France | France, Cour d'appel de Rennes, 2ème chambre, 17 février 2023, 20/00849


2ème Chambre





ARRÊT N°98



N° RG 20/00849

N° Portalis DBVL-V-B7E-QOQW





(1)







M. [E] [H]



C/



BANQUE POPULAIRE GRAND OUEST



















Confirme la décision déférée dans toutes ses dispositions, à l'égard de toutes les parties au recours















Copie exécutoire délivrée



le :



à :

- Me BOISSONNET

-

Me LE BERRE BOIVIN







RÉPUBLIQUE FRANÇAISE

AU NOM DU PEUPLE FRANÇAIS



COUR D'APPEL DE RENNES

ARRÊT DU 17 FEVRIER 2023





COMPOSITION DE LA COUR LORS DES DÉBATS ET DU DÉLIBÉRÉ :



Président : Monsieur Joël CHRISTIEN, Président de Chambre,

Assesseur : Monsieur David JOBARD, Président de Chambre,
...

2ème Chambre

ARRÊT N°98

N° RG 20/00849

N° Portalis DBVL-V-B7E-QOQW

(1)

M. [E] [H]

C/

BANQUE POPULAIRE GRAND OUEST

Confirme la décision déférée dans toutes ses dispositions, à l'égard de toutes les parties au recours

Copie exécutoire délivrée

le :

à :

- Me BOISSONNET

- Me LE BERRE BOIVIN

RÉPUBLIQUE FRANÇAISE

AU NOM DU PEUPLE FRANÇAIS

COUR D'APPEL DE RENNES

ARRÊT DU 17 FEVRIER 2023

COMPOSITION DE LA COUR LORS DES DÉBATS ET DU DÉLIBÉRÉ :

Président : Monsieur Joël CHRISTIEN, Président de Chambre,

Assesseur : Monsieur David JOBARD, Président de Chambre,

Assesseur : Monsieur Jean-François POTHIER, Conseiller,

GREFFIER :

Madame Ludivine MARTIN, lors des débats et lors du prononcé

DÉBATS :

A l'audience publique du 03 Janvier 2023

ARRÊT :

Contradictoire, prononcé publiquement le 17 Février 2023 par mise à disposition au greffe comme indiqué à l'issue des débats

****

APPELANT :

Monsieur [E] [H]

[Adresse 3]

[Localité 4]

Représenté par Me Jérôme BOISSONNET de la SARL BAPC, Plaidant/Postulant, avocat au barreau de NANTES

INTIMÉE :

BANQUE POPULAIRE GRAND OUEST

[Adresse 1]

[Localité 2]

Représentée par Me Tiphaine LE BERRE BOIVIN, postulant, avocat au barreau de RENNES

Représentée par Me Jean-Philippe RIOU de la SELARL PARTHEMA AVOCATS, plaidant, avocat au barreau de NANTES

EXPOSÉ DU LITIGE

La Banque populaire Atlantique, désormais dénommée Banque populaire Grand-Ouest (la BPGO), a consenti à la société Baltazar :

par contrat du 27 octobre 2010, un prêt professionnel de 64 000 euros au taux de 3,05 % l'an, remboursable en 84 mensualités,

selon convention du 6 novembre 2012, l'ouverture d'un compte courant,

par contrat du 15 novembre 2012, un double concours consistant en un prêt de 130 000 euros au taux de 2,80 % l'an et un prêt de 100 000 euros au taux de 3,65 % l'an, tous deux remboursables en 84 mensualités.

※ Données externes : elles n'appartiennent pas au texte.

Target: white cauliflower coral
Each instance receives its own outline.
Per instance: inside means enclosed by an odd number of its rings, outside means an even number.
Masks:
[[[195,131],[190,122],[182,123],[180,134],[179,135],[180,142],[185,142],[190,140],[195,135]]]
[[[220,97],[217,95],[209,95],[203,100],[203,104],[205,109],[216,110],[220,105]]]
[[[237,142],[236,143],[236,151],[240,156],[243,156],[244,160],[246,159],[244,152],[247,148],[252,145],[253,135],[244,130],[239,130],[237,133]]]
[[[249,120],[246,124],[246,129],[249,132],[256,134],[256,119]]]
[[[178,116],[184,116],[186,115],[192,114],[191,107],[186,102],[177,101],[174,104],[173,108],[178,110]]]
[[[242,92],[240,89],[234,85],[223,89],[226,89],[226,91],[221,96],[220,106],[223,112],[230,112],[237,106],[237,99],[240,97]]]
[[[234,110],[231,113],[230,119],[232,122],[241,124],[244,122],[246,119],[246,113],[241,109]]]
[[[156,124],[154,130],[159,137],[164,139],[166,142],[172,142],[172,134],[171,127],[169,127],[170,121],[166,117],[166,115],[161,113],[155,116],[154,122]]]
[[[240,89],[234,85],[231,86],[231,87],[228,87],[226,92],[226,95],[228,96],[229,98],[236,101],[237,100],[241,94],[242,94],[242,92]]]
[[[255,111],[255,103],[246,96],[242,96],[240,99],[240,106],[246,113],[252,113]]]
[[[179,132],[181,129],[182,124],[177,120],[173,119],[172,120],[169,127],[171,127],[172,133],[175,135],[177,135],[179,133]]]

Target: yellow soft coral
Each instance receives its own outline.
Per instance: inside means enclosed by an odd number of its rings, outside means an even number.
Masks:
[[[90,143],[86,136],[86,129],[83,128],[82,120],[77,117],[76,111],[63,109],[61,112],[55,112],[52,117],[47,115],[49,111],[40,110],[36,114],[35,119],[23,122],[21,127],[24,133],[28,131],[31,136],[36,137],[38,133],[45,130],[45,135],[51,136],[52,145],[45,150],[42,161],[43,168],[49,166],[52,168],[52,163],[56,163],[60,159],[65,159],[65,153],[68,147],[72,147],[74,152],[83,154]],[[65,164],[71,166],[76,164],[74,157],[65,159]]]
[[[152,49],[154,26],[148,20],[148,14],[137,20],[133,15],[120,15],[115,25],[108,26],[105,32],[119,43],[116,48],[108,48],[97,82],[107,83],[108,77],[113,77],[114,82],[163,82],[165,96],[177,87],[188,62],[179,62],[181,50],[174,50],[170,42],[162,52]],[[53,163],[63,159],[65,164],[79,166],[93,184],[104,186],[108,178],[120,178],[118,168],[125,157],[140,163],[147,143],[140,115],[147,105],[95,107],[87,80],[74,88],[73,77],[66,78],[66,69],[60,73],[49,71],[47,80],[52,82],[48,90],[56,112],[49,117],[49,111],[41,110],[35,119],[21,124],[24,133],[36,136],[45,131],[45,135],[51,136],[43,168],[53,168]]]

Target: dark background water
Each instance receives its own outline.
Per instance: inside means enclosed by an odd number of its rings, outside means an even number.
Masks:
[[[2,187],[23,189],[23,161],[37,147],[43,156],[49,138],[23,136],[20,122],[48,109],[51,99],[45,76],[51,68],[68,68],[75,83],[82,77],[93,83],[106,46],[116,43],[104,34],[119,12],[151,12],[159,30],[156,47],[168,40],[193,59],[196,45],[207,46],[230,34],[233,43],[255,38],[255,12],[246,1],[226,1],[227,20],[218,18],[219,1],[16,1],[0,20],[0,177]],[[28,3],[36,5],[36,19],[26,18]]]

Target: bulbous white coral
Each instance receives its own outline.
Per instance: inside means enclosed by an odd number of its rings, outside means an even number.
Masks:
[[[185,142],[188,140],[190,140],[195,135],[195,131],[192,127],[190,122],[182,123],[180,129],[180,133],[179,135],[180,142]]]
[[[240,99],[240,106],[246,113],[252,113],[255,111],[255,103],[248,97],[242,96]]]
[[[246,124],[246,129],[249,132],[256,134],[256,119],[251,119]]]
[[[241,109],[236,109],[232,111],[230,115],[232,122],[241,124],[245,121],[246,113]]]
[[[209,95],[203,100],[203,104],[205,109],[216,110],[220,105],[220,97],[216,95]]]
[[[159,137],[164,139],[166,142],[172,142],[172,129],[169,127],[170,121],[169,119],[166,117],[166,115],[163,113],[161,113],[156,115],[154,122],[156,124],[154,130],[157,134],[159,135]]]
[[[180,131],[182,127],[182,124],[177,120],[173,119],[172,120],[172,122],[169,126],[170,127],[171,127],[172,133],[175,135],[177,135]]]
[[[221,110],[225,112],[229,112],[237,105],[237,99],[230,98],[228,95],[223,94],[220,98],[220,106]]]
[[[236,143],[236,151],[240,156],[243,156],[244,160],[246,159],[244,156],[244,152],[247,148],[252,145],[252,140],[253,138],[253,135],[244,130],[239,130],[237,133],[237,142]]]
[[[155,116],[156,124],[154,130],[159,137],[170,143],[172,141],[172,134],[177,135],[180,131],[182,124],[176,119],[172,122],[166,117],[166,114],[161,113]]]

Par acte sous signature privée du 2 mars 2011, M. [K] [I], gérant de la société Baltazar, s'est porté caution solidaire de tous engagements de sa société dans la limite de 10 000 euros.

Puis, par actes sous signature privée du 30 janvier 2012, MM. [I] et [E] [H], associé de la société Baltazar et lié à M. [I] par un pacte civil de solidarité (PACS) depuis le 13 juillet 2004, se sont portés cautions solidaires de tous engagements de cette société dans la limite de 58 000 euros chacun.

Par actes sous signature privée du 16 novembre 2012, MM. [I] et [H] se sont à nouveau portés cautions solidaires de tous engagements de la société Baltazar dans la limite de 81 000 euros chacun.

Enfin, par actes sous signature privée du 16 novembre 2012, MM. [I] et [H] se sont portés cautions solidaires de la société Baltazar en garantie de la bonne exécution des deux prêts du 15 novembre 2012 dans la limite de la somme de 38 000 euros chacun.

Par jugement du 18 janvier 2017, le tribunal de commerce de Nantes a prononcé la liquidation judiciaire de la société Baltazar.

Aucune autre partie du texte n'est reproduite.